The three-part arc “In My Infancy” finds the Swamp Thing back in India, in a trap and pursued by the Suicide Squad, who have been ordered to capture him. Lots of old-school DC action here, which would have meant a lot more to me if I had read any Suicide Squad comics. The title arc is only two issues long, but it’s full of deep history (much of it new to the mythos, I think). It focuses on the Prescott Industries heir Harper Pilgrim and his attempt to figure out the Swamp Thing’s connection to the Green, initially using a discarded body. The investigation has been going on since 1784, but Pilgrim is sure that connecting with Levi Kamei (who he knows is only the most recent incarnation of the Green) can get him to data he can only receive from a live body. Dr. Woodrue reappears as the expert who can sort everything out. Swampy is in a really bad way at the conclusion. It should be exciting to see how it turns out.
The Swamp Thing Vol. 3: The Parliament of Gears
Ram V, writer; Mike Perkins, artist; Mike Spicer, colorist
DC Comics, 2023
The final collection begins with Levi’s girlfriend Jen seeking Tefé Holland’s help in bringing him back as the Swamp Thing. Tefé refuses, pointing out that she was created to be the Green’s avatar, and does not consider it to be mankind’s friend. Meanwhile, Harper Pilgrim has agreed to Dr. Woodrue’s radical surgery, which aims to combine his human body with elements of the discarded avatar body in the possession of Prescot Industries: essentially creating an avatar through surgical means. It almost goes without saying that the resurrection of Swamp Thing is successful–hard to tell the rest of this story without him–but it is Harper’s transformation that sets up the central conflict.

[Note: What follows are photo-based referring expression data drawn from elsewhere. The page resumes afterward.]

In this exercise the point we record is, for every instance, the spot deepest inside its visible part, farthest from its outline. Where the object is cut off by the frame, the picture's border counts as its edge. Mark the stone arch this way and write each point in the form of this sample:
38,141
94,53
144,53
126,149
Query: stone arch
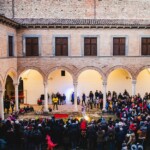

But first the narrative brings in two storied DC characters. First Jack Hawksmoor, the King of Cities (from The Authority) answers Detroit’s call, discovering a mechanistic presence that Pilgrim calls the Parliament of Gears. It places the industry of man among the same elemental forces as the Green, the Red, and the Rot, arguing that industry has effected more change upon our reality than anything else in recent decades. It is such a significant new force that it triggers the appearance of an extraterrestrial botanical force: Swampy finds out about it when Green Lantern Hal Jordan requests his help (the second big DC character).
When Levi has tapped out the power of the Green, Hal Jordan lends him Green Lantern power. He seeks audience with the Parliament of Gears, but asks new character Trinity (created in the desert out of nuclear test materials, and their new avatar) to speak for humanity. She and Swamp Thing describe the calling of the Parliaments as choice, and the possibility of making better choices. So, war is averted…for now. And the new Swamp Thing is back in his human form (until called upon to again be the Green’s avatar), and is at peace.
There is a long history of each new Swamp Thing chapter ratcheting up the threat level, and this one follows that tradition by the creation of yet another Parliament. Much of the success of that invention (as well as the appearance of the classic DC characters) has to be credited to artist Mike Perkins (with the able assistance of colorist Mike Spicer). The story is full of both quiet character moments and grand battle scenes, and is a visual treat throughout.